You're thinking of Mother of All Demos. If you watch some interviews with Douglas Engelbart, the whole philosophy was to do away with the existing mediums of paper and video and embrace the new one possible only with computers, like wikis, simulations, etc. Instead we just put the old mediums on computers to make access more convenient.

Doug https://www.youtube.com/watch?v=VeSgaJt27PM

Alan Kay addresses the matter https://youtu.be/BbwOPzxuJ0s?t=1h7m42s too. He worked on XEROX PARC, which inspired Steve Jobs to make the Mac.

Brett Victor also leans in that direction https://vimeo.com/115154289

The printed book is a good fit here because it's a single perspective, best absorbed linearly. The more important question to ask is why are we reading a single person's perspective these days? Where are his simulations? How are they different from previous author's simulations?

When people talk about complex systems, like battles, politics, etc. they're using simulations in their heads, which are only be described through words, maybe some edited videos. So to compare different author's perspectives we read their books and run a different, imprecise simulation in each of our heads. Why not just run a single precise simulation for each author?
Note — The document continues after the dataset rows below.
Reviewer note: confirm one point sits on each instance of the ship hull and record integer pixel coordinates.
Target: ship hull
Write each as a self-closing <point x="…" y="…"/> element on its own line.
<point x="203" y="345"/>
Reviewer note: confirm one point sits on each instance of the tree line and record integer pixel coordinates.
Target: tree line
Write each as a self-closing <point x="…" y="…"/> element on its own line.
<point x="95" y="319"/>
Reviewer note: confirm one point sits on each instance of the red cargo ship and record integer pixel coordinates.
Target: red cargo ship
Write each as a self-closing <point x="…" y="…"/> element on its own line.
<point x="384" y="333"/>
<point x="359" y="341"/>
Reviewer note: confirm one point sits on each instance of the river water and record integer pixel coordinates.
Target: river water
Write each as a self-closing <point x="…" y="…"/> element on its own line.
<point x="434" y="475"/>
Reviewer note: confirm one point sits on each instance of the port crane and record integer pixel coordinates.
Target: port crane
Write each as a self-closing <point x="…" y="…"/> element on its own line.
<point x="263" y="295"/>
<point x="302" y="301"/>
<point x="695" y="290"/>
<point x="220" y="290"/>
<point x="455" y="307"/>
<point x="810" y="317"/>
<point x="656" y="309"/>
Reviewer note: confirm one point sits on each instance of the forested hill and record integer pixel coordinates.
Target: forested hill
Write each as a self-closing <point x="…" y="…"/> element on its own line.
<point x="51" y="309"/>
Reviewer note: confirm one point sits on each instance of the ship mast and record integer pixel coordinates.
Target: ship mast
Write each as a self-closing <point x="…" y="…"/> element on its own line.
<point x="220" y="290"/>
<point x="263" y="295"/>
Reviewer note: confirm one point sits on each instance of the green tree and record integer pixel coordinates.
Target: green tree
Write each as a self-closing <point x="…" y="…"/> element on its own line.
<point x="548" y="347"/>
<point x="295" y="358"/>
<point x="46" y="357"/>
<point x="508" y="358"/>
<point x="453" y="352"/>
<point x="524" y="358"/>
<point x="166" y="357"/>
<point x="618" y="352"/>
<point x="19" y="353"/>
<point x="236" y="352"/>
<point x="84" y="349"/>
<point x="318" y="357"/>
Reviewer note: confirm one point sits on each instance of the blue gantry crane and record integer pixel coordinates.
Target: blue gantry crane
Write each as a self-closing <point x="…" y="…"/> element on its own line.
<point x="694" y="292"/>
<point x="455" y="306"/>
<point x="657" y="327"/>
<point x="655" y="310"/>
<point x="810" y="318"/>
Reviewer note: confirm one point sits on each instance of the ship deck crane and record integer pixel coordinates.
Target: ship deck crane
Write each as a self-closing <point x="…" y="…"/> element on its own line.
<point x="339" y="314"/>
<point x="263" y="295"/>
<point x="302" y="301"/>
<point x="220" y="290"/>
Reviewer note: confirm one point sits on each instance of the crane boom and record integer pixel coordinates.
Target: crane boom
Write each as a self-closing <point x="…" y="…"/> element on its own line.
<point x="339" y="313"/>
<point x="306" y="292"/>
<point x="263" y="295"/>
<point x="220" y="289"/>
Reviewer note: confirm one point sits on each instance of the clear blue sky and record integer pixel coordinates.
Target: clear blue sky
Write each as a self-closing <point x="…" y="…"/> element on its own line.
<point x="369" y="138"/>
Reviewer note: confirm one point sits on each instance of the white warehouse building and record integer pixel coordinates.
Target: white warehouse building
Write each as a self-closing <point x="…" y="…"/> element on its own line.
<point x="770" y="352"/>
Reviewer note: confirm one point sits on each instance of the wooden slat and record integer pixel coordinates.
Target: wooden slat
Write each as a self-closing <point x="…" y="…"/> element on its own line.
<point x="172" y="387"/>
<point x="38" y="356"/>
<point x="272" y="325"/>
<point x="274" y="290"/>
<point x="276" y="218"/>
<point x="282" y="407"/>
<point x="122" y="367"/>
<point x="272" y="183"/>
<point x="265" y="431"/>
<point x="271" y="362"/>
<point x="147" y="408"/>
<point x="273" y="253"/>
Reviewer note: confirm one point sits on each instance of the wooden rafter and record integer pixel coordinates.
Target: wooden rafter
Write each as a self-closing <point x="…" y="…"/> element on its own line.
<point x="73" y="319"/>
Well, most of society only uses computers to edit text. Same text that could have been written centuries ago, but now more conveniently.

The possibilities of video have also been explored. I've watched many hours of good documentaries on the Battle of Waterloo. Also Gettysburg and many others. But a few plays of http://www.ultimategeneral.com explained things better. Also played the Total War series but the way large historical battles are represented there is a mess. It can only handle small battles of 1000 men believably.


I didn't read the article that you vaguely describe, but much of what you're suggesting sounds like gimmicks that would detract from, not enhance, understanding. The written word is the most effective communication medium for real understanding, because it's the only one that's actually designed. Images and sounds work at the animal level; words let us convey intelligent thought. Videos and songs... if you want them, they're out there, but you'll learn much less from them.

Much of the rest is the sort of thing that the browser can, and should, handle generically - I can click on a word and look it up in Wikipedia, or on a place and look up its pronunciation, because I use Konqueror and it has these tools (and has for a decade, but sadly very few people seem to use it). It would be a waste for an individual site to build that in.